Pose Estimation of Specular and Symmetrical Objects

In the robotic industry, specular and textureless metallic components are ubiquitous. The 6D pose estimation of such objects with only a monocular RGB camera is difficult because of the absence of rich texture features. Furthermore, the appearance of specularity heavily depends on the camera viewpoint and environmental light conditions making traditional methods, like template matching, fail. In the last 30 years, pose estimation of the specular object has been a consistent challenge, and most related works require massive knowledge modeling effort for light setups, environment, or the object surface. On the other hand, recent works exhibit the feasibility of 6D pose estimation on a monocular camera with convolutional neural networks(CNNs) however they mostly use opaque objects for evaluation. This paper provides a data-driven solution to estimate the 6D pose of specular objects for grasping them, proposes a cost function for handling symmetry, and demonstrates experimental results showing the system's feasibility.

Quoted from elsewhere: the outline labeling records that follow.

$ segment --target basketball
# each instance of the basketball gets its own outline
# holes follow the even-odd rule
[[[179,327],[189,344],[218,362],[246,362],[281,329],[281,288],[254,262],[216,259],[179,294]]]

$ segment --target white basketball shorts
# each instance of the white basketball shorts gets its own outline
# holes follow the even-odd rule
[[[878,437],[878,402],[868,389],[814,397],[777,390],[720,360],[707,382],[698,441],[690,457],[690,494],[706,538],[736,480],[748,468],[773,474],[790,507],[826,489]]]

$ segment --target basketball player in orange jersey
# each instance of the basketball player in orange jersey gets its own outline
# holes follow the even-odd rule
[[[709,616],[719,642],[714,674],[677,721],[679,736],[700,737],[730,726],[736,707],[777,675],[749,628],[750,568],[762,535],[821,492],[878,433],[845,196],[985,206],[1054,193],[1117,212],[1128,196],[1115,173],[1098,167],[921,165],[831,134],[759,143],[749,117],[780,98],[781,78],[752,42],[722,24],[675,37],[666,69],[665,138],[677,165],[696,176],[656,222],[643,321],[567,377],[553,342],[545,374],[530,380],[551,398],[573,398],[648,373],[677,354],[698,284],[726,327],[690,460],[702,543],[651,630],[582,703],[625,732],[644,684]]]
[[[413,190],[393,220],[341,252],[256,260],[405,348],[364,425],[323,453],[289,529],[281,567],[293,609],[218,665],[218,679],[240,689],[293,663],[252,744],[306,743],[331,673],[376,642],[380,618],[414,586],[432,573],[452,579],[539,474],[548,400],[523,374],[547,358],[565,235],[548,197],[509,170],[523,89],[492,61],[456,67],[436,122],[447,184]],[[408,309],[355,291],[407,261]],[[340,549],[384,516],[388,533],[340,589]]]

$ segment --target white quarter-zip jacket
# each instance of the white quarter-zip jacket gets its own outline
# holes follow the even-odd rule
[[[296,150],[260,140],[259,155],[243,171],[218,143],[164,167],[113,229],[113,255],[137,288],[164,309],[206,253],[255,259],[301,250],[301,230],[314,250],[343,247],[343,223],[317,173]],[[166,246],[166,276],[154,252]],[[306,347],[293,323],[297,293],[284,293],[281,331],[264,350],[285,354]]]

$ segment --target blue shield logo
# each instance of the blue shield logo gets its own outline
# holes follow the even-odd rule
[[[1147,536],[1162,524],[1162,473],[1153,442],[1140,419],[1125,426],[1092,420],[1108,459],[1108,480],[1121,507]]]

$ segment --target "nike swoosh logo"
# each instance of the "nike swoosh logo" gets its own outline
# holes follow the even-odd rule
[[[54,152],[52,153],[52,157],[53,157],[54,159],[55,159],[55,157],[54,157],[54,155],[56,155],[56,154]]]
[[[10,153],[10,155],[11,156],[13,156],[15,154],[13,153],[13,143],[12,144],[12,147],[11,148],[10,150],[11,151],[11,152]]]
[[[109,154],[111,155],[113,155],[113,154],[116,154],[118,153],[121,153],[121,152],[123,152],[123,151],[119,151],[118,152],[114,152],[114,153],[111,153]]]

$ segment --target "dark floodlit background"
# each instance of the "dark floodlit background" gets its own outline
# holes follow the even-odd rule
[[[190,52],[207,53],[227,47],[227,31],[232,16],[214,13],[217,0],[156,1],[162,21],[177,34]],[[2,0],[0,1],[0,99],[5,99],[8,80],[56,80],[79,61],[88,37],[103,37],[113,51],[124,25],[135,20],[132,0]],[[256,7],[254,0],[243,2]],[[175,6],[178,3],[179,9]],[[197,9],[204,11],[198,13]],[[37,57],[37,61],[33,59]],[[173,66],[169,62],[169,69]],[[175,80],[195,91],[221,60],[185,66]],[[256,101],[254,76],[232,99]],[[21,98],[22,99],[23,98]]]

Modeling Preemptive Behaviors for Uncommon Hazardous Situations From Demonstrations

This paper presents a learning from demonstration approach to programming safe, autonomous behaviors for uncommon driving scenarios. Simulation is used to re-create a targeted driving situation, one containing a road-side hazard creating a significant occlusion in an urban neighborhood, and collect optimal driving behaviors from 24 users. Paper employs a key-frame based approach combined with an algorithm to linearly combine models in order to extend the behavior to novel variations of the target situation. This approach is theoretically agnostic to the kind of LfD framework used for modeling data and our results suggest it generalizes well to variations containing an additional number of hazards occurring in sequence. The linear combination algorithm is informed by analysis of driving data, which also suggests that decision-making algorithms need to consider a trade-off between road-rules and immediate rewards to tackle some complex cases.